Powerful quake strikes near Lae

Main Stories, National
Source:

The National, Thursday 15th December 2011

By DULCIE OREKE
A powerful 7.3-magnitude earthquake struck near Lae yesterday afternoon but no tsunami warnings were issued.
The quake struck 89km southwest of Lae, at a depth of 121km, at about 3.04pm and was also felt strongly in Wau and moderately in Port Moresby, the geophysical observatory said.
In parts of Port Moresby, workers evacuated buildings immediately as a precaution.
Others were too stunned to do anything while one shop in Boroko had customers fleeing with clothes off the shop’s racks.
Meanwhile, journalists from all around the world called The National in Lae to seek updates, Bulolo police station commander Fred Lelesi reported no major damage within the Wau and Bulolo townships except for injury to two men in a settlement and the bursting of a water tank.
He is expecting reports from Waria and Wau rural sub-districts to be filed today.
Lelesi said the Nambawan Supasto owned by the PNG Forest Products was closed for about an hour when goods were thrown off shelves.
In Lae, the city was shaken for about a minute. Buildings at Top Town shook and coconut palms swayed.
The quake, originally rated as 7.3-magnitude, wrecked displays at Lae’s Foodmart shop and caused some damage to the ceiling, but “touch wood, nothing serious”, manager Albert Martinez told Reu­ters news agency.
Dolly Kinibo, a receptionist at the Lae International Hotel, told the agency it was “very big”.
“It lasted for two to three minutes. The whole building moved. The Christmas tree moved, we all moved, people are very shaken.
“There are no reports of injuries or damage, but our managers are checking,” she said.
“It was a weird waltz.
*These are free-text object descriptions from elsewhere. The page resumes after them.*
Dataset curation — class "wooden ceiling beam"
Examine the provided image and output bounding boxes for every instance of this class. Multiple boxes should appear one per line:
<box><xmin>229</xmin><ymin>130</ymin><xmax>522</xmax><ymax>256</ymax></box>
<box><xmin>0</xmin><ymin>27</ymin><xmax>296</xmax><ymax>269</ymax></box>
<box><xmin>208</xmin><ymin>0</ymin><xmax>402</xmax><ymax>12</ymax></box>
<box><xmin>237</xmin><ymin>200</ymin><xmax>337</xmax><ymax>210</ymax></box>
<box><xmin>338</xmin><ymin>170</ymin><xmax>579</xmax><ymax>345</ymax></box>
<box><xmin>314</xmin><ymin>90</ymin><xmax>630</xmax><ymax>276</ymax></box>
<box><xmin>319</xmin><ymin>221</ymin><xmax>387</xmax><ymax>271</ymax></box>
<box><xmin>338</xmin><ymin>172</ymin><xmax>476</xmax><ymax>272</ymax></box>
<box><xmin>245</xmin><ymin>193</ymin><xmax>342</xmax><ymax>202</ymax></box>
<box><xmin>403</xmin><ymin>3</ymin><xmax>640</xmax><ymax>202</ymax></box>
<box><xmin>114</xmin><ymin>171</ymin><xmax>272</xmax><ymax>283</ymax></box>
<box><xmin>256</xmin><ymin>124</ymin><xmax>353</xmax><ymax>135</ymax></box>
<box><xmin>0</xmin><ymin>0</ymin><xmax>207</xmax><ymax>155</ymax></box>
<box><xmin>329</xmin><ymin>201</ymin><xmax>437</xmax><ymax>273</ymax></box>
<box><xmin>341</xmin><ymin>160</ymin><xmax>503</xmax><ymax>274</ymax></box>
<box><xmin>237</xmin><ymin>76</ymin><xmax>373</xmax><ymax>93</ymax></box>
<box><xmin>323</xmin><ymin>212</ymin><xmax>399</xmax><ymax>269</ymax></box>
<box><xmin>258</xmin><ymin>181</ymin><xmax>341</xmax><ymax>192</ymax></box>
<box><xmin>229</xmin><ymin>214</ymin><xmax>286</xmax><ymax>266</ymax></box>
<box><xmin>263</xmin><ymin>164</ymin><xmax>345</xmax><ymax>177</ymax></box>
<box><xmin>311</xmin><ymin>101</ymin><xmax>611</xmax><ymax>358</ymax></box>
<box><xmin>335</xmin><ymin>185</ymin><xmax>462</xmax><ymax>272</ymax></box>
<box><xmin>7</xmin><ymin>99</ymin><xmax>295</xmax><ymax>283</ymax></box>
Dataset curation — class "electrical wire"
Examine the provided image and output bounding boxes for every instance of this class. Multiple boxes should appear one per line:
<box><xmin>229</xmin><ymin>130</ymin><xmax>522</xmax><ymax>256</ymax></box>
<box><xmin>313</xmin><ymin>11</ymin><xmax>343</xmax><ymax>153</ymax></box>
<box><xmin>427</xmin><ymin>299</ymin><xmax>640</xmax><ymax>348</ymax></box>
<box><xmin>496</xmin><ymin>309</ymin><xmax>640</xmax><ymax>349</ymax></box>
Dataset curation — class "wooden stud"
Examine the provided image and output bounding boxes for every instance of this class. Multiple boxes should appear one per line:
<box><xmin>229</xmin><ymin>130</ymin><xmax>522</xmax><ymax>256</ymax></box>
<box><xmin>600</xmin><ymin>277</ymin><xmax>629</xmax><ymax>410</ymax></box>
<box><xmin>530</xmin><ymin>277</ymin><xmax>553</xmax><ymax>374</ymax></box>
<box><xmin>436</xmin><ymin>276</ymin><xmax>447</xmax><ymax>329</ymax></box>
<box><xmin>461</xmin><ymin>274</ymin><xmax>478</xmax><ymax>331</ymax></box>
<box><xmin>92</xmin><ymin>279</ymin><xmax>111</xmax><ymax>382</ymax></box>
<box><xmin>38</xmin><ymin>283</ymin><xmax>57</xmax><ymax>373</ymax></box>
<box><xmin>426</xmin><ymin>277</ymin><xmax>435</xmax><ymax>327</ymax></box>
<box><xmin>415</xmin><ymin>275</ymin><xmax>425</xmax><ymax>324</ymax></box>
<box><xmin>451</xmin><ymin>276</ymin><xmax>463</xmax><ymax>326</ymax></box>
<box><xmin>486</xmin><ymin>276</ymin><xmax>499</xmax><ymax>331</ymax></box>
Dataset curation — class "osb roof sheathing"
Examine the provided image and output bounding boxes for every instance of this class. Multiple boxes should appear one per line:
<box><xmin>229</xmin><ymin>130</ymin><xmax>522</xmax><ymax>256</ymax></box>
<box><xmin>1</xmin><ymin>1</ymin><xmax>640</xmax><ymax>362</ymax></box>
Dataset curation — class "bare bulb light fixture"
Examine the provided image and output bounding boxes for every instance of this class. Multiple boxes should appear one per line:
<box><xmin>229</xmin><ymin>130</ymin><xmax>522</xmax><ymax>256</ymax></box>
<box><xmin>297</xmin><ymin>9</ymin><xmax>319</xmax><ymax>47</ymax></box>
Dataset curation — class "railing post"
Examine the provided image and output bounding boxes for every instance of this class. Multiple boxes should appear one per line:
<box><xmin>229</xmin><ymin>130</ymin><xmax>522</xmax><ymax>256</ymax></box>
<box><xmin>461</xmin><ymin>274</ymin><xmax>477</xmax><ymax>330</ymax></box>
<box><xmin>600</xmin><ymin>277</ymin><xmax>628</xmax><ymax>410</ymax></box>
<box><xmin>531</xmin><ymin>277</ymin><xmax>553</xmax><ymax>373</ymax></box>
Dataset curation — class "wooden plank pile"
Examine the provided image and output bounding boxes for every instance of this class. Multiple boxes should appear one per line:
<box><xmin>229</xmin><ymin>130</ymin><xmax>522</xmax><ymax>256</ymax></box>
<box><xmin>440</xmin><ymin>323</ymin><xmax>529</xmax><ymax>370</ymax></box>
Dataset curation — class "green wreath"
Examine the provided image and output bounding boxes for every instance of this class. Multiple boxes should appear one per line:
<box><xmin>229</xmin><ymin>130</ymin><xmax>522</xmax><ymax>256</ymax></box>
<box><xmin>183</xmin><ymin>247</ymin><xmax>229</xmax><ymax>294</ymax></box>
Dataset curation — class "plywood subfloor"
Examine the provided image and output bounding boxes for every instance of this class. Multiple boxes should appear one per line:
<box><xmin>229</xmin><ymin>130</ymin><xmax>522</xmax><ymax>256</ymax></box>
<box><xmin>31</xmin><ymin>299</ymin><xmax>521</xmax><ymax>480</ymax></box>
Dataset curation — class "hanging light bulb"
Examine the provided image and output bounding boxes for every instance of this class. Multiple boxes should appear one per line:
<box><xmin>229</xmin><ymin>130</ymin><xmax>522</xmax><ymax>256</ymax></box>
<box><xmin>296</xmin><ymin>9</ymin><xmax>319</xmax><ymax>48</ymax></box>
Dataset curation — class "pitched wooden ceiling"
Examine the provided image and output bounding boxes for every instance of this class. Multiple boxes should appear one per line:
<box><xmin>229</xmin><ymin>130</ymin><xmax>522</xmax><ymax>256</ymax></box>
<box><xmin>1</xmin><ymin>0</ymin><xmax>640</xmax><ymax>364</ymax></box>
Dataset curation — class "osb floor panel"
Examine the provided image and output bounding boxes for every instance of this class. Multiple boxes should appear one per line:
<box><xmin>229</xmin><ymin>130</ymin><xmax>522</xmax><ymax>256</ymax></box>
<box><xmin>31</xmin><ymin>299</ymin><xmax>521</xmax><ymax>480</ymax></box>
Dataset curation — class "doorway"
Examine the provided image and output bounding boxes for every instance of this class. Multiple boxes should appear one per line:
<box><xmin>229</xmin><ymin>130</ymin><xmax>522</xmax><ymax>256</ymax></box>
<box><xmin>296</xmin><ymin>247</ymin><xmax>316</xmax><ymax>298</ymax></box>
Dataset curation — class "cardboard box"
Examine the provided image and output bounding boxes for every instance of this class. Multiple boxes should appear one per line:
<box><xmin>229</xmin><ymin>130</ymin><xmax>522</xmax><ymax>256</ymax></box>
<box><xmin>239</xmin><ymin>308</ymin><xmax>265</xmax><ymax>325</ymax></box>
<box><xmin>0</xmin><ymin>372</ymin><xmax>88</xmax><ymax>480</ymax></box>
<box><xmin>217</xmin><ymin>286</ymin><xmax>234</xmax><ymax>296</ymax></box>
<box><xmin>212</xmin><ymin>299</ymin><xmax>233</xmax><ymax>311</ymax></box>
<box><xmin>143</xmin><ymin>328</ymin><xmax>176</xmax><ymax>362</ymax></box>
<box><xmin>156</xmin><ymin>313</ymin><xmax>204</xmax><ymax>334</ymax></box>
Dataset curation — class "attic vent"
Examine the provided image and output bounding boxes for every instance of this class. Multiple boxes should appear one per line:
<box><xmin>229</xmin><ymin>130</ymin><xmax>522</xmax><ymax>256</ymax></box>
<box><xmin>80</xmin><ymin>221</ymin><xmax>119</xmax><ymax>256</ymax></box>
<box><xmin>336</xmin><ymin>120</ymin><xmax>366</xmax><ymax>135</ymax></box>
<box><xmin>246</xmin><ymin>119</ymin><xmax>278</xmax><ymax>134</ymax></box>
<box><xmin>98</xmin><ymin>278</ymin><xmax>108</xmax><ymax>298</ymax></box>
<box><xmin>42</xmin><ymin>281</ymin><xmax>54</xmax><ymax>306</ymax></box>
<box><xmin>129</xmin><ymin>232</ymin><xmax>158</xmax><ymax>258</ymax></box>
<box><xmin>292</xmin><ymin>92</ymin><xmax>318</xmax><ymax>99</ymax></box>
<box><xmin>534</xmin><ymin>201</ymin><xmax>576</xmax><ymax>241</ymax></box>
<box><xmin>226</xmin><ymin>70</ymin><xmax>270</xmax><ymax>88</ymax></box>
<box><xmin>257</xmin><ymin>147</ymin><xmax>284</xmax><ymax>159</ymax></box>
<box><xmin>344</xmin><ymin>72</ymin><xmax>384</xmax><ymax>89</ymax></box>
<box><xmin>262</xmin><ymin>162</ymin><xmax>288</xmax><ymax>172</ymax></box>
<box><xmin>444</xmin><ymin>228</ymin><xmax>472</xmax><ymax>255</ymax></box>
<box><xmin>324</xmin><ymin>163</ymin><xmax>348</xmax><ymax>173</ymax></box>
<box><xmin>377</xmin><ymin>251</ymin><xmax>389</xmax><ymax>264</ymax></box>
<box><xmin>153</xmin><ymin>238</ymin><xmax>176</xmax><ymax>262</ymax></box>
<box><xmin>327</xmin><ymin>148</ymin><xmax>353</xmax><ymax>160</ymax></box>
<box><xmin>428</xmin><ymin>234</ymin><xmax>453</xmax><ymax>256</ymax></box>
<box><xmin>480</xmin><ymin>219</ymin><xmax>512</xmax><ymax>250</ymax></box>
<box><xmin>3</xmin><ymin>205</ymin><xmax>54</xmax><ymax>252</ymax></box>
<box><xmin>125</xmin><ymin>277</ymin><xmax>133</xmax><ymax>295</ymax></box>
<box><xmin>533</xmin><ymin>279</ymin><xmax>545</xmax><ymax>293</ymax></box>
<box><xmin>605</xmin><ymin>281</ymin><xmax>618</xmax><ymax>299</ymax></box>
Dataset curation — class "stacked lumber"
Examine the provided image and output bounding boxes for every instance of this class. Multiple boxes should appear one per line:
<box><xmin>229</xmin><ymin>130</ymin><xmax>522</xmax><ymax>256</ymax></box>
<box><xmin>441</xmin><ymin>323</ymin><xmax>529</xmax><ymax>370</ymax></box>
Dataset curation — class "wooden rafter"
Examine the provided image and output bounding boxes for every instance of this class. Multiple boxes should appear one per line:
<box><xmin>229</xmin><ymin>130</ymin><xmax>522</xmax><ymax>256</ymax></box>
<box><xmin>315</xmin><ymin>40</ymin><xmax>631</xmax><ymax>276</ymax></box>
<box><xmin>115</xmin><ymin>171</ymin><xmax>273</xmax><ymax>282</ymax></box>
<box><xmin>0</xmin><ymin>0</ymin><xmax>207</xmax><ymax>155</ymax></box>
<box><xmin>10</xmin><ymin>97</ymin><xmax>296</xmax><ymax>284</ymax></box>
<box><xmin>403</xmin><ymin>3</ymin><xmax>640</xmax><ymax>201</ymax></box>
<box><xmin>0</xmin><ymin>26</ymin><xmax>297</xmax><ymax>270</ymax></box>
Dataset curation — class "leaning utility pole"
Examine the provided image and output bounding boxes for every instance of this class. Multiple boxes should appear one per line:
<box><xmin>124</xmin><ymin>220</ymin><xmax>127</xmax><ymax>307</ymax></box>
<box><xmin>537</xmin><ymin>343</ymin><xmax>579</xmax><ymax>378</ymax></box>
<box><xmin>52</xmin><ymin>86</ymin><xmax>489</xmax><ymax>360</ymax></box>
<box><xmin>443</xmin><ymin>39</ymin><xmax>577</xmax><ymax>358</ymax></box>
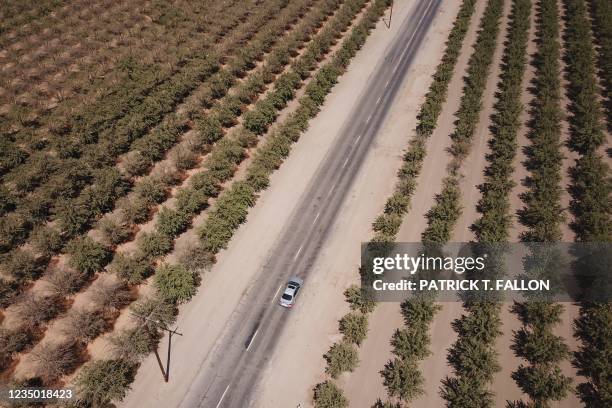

And the earth I was standing on moved like a liquid stage,” a young woman, Angal Jalamu said. “I went dizzy.”
Although the sea in the Huon Gulf looked like it had ebbed raising fears of a tsunami, seashore residents at Voco Point calmed when they searched the internet for warnings and found none.
Lay and clergymen at Ampo Lutheran church headquarters, where more than 20 members of the church council were meeting to finalise agendas for the synod in Goroka in January, ran out of the building.
The earthquake was also felt in Bougainville, Goroka and Mt Hagen.
The geophysical observatory said the earthquake occurred as a result of the convergent motions of the Solomons and Australian plates.
Clive Collins, a seismologist for Geoscience Australia, told AFP the quake was unlikely to trigger a tsunami.
“That’s the assessment on the basis that it’s about 20km inshore and also it’s about 120km deep and that’s too deep really to cause any tsunami problems.”
But he said landslides could be a problem in the mountainous area.
Residents of Wau, about 20km from the epicentre, told AFP news agency that buildings and the ground had shaken, but there was no major destruction evident.
Papua New Guinea sits atop the seismically active “Pacific Ring of Fire”.